Interview magazine declared, Jon Hassell is one of the world's most innovative musicians and one of today's most influential composers. His music has established a genre that goes beyond the notions of jazz, neo-classicism, new music or new age. Jon Hassell's concept of Fourth World Music transcends the so-called 'primitive' and the so-called 'futurist' by seamlessly uniting traditional rhythmic and melodic concepts with recombinant aesthetics made possible by the creations of high technology."
And in 1982, critic Robert Palmer marveled at the startling sonics of Hassell’s incomparable Dream Theory in Malaya: “Tapes of frogs in a bog and of Malayan tribesmen beating out rhythms in the flowing waters of a stream are woven into the music like shimmering threads, lending it an almost subliminal aliveness... The result is sheer magic.”
That album was the second with Eno, following the name-making Possible Musics,
which was the first under the Fourth World banner. Hassell has described the approach as a unified primitive/futuristic sound combining features of world ethnic styles with advanced electronic techniques."

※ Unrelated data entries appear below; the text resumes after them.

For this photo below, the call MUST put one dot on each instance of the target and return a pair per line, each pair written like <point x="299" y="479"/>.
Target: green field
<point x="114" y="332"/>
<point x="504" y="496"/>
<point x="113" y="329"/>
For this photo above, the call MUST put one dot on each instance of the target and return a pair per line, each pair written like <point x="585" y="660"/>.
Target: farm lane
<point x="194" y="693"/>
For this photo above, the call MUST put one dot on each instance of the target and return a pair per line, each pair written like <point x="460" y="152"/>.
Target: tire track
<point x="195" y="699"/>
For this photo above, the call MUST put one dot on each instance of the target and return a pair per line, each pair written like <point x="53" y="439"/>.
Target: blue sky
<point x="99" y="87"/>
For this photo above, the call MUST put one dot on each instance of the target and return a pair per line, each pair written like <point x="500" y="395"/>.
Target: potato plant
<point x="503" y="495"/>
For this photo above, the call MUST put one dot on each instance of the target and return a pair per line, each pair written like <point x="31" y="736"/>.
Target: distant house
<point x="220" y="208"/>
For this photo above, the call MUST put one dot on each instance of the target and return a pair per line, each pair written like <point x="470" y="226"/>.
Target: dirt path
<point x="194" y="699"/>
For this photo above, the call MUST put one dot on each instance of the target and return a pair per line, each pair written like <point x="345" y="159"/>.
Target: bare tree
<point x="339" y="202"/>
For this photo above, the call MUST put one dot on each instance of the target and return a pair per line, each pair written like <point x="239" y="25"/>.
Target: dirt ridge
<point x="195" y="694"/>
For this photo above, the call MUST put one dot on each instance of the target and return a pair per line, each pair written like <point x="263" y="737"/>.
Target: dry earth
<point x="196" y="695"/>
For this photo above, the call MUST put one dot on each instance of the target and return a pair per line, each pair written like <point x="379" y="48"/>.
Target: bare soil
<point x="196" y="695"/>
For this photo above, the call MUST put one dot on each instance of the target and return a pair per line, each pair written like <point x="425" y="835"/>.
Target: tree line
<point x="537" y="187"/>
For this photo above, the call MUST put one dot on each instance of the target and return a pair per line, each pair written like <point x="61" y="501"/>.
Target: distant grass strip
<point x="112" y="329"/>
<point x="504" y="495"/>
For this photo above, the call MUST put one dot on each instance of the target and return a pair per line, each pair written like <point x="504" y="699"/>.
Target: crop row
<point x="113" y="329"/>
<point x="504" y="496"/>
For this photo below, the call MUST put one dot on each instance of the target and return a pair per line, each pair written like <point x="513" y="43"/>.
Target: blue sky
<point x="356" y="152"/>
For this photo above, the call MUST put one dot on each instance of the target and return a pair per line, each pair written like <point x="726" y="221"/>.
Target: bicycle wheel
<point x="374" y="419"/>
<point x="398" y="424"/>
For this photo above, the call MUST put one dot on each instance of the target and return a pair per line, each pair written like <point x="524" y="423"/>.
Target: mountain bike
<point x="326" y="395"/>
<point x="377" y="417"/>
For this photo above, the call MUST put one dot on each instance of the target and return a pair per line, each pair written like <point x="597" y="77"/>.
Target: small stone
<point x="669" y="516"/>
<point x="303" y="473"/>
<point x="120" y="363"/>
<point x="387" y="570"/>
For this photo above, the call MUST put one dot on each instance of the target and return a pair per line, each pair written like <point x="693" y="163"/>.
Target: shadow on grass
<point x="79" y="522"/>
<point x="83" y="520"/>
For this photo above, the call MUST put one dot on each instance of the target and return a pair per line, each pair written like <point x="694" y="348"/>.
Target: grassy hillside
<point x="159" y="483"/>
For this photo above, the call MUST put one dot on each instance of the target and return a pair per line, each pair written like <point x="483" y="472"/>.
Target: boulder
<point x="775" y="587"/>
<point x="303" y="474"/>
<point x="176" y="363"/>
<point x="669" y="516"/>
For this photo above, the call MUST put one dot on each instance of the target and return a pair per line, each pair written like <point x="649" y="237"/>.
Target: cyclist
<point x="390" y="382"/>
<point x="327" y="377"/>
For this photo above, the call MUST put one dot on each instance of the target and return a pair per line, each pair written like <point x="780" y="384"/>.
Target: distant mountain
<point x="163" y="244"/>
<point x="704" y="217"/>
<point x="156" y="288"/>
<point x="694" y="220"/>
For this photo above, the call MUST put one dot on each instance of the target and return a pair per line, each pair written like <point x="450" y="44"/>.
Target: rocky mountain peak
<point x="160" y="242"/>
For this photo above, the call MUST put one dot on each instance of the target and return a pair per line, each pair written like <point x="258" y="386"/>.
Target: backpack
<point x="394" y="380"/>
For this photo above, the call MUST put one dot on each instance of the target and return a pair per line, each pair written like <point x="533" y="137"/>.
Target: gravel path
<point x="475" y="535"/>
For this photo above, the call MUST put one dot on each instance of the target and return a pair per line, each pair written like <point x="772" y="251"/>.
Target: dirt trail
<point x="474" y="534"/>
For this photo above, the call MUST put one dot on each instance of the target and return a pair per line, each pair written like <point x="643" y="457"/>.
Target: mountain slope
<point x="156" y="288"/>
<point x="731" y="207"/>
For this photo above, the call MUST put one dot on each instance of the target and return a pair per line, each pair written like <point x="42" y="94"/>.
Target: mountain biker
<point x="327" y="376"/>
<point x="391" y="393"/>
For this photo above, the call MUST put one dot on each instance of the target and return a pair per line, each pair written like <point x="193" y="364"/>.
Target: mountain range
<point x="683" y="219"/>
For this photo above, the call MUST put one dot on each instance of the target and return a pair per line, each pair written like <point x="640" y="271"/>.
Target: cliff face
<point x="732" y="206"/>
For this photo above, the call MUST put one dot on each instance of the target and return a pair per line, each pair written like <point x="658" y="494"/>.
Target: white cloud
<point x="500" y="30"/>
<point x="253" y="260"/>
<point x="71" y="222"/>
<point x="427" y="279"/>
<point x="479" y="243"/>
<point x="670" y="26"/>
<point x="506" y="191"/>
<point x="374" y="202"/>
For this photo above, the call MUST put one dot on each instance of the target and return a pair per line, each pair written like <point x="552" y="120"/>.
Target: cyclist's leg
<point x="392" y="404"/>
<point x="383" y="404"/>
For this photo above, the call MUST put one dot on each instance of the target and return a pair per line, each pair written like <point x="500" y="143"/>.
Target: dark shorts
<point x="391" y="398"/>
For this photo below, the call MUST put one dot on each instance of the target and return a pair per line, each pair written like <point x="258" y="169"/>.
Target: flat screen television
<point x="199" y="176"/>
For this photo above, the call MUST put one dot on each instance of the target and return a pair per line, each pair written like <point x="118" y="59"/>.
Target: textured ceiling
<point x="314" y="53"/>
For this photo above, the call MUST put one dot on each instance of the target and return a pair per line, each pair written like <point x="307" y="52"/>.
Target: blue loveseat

And Eno himself said of that work, “Jon Hassell is an inventor of new forms of music – of new ideas of what music could be and how it might be made. His work is drawn from his whole cultural experience without fear or prejudice. It is an optimistic, global vision that suggests not only possible musics but possible futures.”
That was a fulfillment of experiments Memphis-born Hassell had been conducting and participating in since the ’60, when after studying at the Eastman School of Music before studying in Europe with sound philosopher Karlheinz Stockhausen. From there he went to work with minimalist pioneers Riley and LaMonte Young and in the early ‘70s was taken under the wing of Indian vocalist Pandit Pran Nath, adapting Nath’s highly disciplined approach to breath and melodic lines to trumpet.
His first album, 1978’s Vernal Equinox
, introduced the concepts, which evoked the most atmospheric sounds of Miles Davis while pointing to whole new territories. The more jazz-oriented Earthquake Island
followed the next year before Hassell first teamed with Eno, a relationship that in addition to the two “Fourth World” albums lead to appearances on recordings by Talking Heads and Peter Gabriel (the soundtrack for “The Last Temptation of Christ”), while Eno collaborator Daniel Lanois co-produced the 1983 album Aka-Dabari-Java
, subtitled Magic Realism
. (Maarifa Street was dubbed a follow-up, Magic Realism 2.) A 1982 score for a Venice stage production earned him an Ubu Award for best music for a theatrical work, and he composed “Pano de Costa” for the noted Kronos Quartet. More albums followed, each its own distinct sonic experiment: 1986’s Power Spot
(produced by Eno and Lanois), 1987’s The Surgeon of Nightsky Restores Dead Things by the Power of Sound
, 1989’s Flash of the Spirit
collaboration with the Farafina percussion ensemble from Burkina Faso and the dark, hip-hop tinged 1990 release City
. Among his ‘90s projects were the “Million Dollar Hotel” score (which featured some collaboration with U2’s Bono) and the distinct 1999 album Fascinoma teaming him with guitarist Ry Cooder (who also produced), Indian bansuri player Ronu Majumdar and pianist Jacky Terrason. Along the way he also played on recording by Bjork, Baaba Maal, Ani di Franco and Cuban star Ibrahim Ferrer, scored several more stage pieces (Peter Sellars Zangezi) and composed the theme for the TV series “The Practice,” Maarifa Street
marked his return to his own albums after a short break, and May 2008 saw the Norwich Cathedral premiere of In Tsegihi, a choral work for 100 voices and chamber group.
Summing up Hassell’s music is a losing proposition. It’s too vast and too distinctive. But Wim Wenders hit it on the mark when he succinctly exclaimed: “What a beautiful atmosphere he makes.”